Understanding Pressure-Treated Lumber and How to Use It
Before using pressure-treated lumber, it is important to understand some of its properties and how to use it properly for the safest and most satisfactory results.
In the creation of pressure-treated lumber, it is important that the right type of wood is selected for the right job. The most commonly used woods are typically spruce, pine or fir and sometimes other similar softwoods with pine probably being the most commonly used wood in the treatment process. These woods can be more easily engineered by the lumber industry for use on projects that are exposed to the many changes in the weather and are more quickly replaced in managed forests due to their rapid growth.
The engineering process of pressure-treated wood includes the selection of a preservative formula which is then pressure-applied to softwood so that the preservative is forced into the core of the wood.
When installing pressure-treated lumber in your outdoor building projects, the directions usually call for the lumber to be installed with gaps between the wood. It is recommended, however, that you install each board so that it is butted against the next board as tightly as possible.
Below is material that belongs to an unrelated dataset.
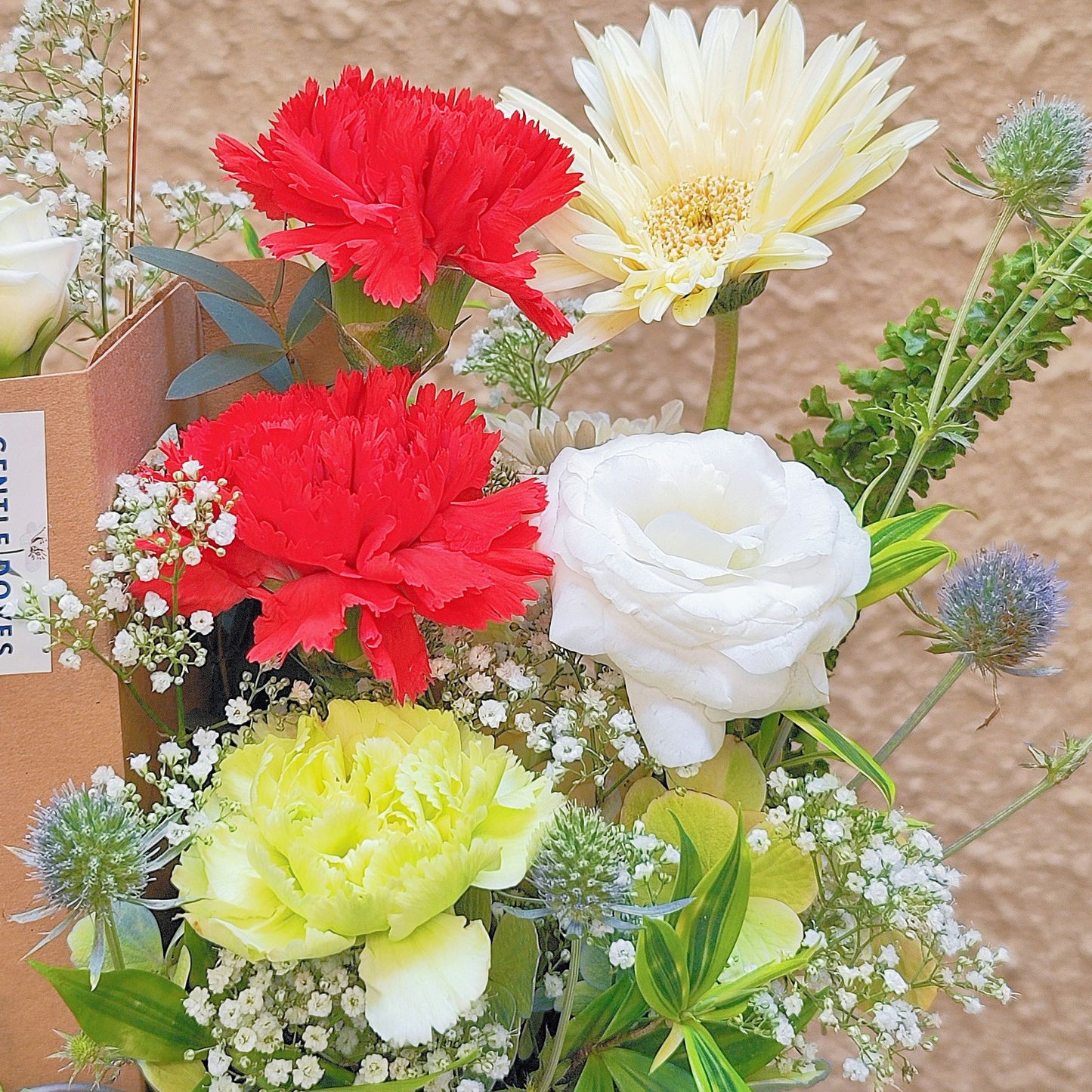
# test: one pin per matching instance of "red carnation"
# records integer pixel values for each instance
(354, 498)
(393, 181)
This is because as the wood begins to dry and the shrinkage occurs, the gaps will appear between the boards. You will also want to take into consideration how long the lumber has been sitting around your building site before you use it. If it has been sitting around for more than a short period of time, you will want to leave a small gap because the shrinkage will be minimized due to the drying that has already occurred.
Take safety precautions when working with and cutting pressure-treated lumber or lumber of any kind, by wearing a dust mask, goggles and safety gloves.
When using pressure-treated lumber, it should be used only on outside woodworking projects. Moreover, you should never burn pressure-treated wood.